Die Richter entschieden: Die Kündigung des Mannes könnte eine "verbotene Diskriminierung wegen der Religion darstellen". In ihrer Entscheidung heißt es: Die Akzeptanz des von der katholischen Kirche befürworteten Eheverständnisses scheine für die Tätigkeit des Mediziners keine "wesentliche Anforderung der beruflichen Tätigkeit zu sein". Schließlich seinen ähnliche Stellen auch Ärzten anvertraut worden, "die nicht katholischer Konfession sind".
Schon eine frühere BAG-Entscheidung sorgte für Aufsehen
Es ist der zweite Fall zum kirchlichen Arbeitsrecht innerhalb weniger Monate, der vom höchsten deutschen Arbeitsgericht entschieden wird.

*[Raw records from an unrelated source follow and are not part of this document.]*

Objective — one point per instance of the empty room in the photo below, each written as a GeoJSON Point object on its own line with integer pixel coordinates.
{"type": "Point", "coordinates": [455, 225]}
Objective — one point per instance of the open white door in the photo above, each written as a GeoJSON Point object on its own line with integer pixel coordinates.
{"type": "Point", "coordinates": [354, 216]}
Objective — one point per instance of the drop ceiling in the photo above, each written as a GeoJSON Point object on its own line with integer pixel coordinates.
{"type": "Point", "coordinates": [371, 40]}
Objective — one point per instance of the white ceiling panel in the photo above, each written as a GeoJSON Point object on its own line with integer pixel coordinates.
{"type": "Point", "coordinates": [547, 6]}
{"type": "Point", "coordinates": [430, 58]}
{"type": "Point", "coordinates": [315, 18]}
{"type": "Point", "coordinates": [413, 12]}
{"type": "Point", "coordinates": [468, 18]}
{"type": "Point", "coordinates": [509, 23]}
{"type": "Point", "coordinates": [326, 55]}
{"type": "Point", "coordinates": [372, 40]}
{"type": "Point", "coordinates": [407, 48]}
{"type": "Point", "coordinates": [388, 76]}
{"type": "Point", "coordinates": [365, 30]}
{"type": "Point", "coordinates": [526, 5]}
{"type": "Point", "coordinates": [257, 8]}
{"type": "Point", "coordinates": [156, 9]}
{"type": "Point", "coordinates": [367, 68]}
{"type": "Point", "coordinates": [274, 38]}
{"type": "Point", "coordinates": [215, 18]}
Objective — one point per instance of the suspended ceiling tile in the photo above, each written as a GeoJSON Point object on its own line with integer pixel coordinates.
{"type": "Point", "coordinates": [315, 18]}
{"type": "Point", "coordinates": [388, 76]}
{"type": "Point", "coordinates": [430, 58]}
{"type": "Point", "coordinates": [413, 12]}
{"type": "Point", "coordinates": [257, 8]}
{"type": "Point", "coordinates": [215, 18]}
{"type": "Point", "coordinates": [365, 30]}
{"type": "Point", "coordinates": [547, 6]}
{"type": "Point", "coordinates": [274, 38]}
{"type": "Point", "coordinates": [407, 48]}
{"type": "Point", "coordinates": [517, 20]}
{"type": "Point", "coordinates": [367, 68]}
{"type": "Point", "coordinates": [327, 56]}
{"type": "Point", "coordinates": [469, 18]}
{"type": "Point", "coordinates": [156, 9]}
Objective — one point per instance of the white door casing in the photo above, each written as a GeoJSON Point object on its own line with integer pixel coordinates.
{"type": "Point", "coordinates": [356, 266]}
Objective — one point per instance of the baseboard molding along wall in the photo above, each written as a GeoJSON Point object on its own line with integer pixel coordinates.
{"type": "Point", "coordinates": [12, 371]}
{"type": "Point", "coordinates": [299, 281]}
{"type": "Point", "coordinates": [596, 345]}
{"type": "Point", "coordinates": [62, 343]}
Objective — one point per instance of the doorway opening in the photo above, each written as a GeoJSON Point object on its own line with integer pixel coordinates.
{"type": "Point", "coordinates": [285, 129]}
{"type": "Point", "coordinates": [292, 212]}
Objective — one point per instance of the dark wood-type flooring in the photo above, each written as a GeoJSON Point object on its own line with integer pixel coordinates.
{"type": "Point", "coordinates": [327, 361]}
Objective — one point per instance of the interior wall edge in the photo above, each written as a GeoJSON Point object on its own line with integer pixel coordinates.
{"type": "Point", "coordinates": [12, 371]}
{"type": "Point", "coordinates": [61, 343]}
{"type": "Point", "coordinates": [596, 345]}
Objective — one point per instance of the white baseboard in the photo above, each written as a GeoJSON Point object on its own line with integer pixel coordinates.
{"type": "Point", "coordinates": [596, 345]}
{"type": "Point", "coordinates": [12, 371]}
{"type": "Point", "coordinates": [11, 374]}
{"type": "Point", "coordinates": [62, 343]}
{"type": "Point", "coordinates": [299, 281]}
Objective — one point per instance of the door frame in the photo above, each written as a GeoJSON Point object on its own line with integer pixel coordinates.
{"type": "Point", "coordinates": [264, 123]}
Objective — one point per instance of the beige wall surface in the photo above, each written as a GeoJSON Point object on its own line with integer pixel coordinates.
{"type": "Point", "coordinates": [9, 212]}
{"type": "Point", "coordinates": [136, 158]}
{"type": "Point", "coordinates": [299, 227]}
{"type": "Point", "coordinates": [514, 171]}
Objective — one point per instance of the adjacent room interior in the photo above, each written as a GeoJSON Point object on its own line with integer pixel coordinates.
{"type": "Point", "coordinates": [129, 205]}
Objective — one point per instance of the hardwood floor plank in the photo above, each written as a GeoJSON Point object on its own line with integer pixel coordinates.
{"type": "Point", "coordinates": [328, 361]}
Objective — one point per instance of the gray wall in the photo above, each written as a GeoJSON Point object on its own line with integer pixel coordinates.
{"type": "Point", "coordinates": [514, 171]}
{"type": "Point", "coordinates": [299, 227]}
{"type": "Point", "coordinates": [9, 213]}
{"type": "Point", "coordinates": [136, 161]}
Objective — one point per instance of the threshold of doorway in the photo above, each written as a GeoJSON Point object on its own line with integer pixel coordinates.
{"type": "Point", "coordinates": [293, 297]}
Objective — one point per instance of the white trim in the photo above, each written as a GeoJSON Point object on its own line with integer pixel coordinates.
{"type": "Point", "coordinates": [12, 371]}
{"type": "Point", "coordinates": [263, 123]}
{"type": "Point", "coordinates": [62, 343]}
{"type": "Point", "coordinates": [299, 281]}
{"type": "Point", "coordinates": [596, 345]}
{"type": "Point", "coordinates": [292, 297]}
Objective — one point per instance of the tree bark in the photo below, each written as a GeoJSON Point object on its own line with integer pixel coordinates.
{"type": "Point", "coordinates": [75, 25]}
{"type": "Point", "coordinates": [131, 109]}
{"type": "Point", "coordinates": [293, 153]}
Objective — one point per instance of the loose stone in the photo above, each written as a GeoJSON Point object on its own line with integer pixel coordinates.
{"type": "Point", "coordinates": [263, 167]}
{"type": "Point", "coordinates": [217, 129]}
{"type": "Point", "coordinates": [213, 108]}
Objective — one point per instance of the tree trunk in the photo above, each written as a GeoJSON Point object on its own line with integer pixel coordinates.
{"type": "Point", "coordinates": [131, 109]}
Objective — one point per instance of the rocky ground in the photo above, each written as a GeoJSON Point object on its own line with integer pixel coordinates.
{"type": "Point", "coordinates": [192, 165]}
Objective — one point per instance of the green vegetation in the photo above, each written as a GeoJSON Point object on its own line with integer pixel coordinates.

Für Aufsehen sorgte das BAG im Oktober 2018, als es den Sonderstatus der Kirchen in einem Fall aus Berlin enger fasste als bisher. Danach dürfen Kirchen bei Stellenausschreibungen von Bewerbern nicht mehr pauschal eine Religionszugehörigkeit verlangen, sondern nur, wenn das für die konkrete Tätigkeit objektiv geboten ist.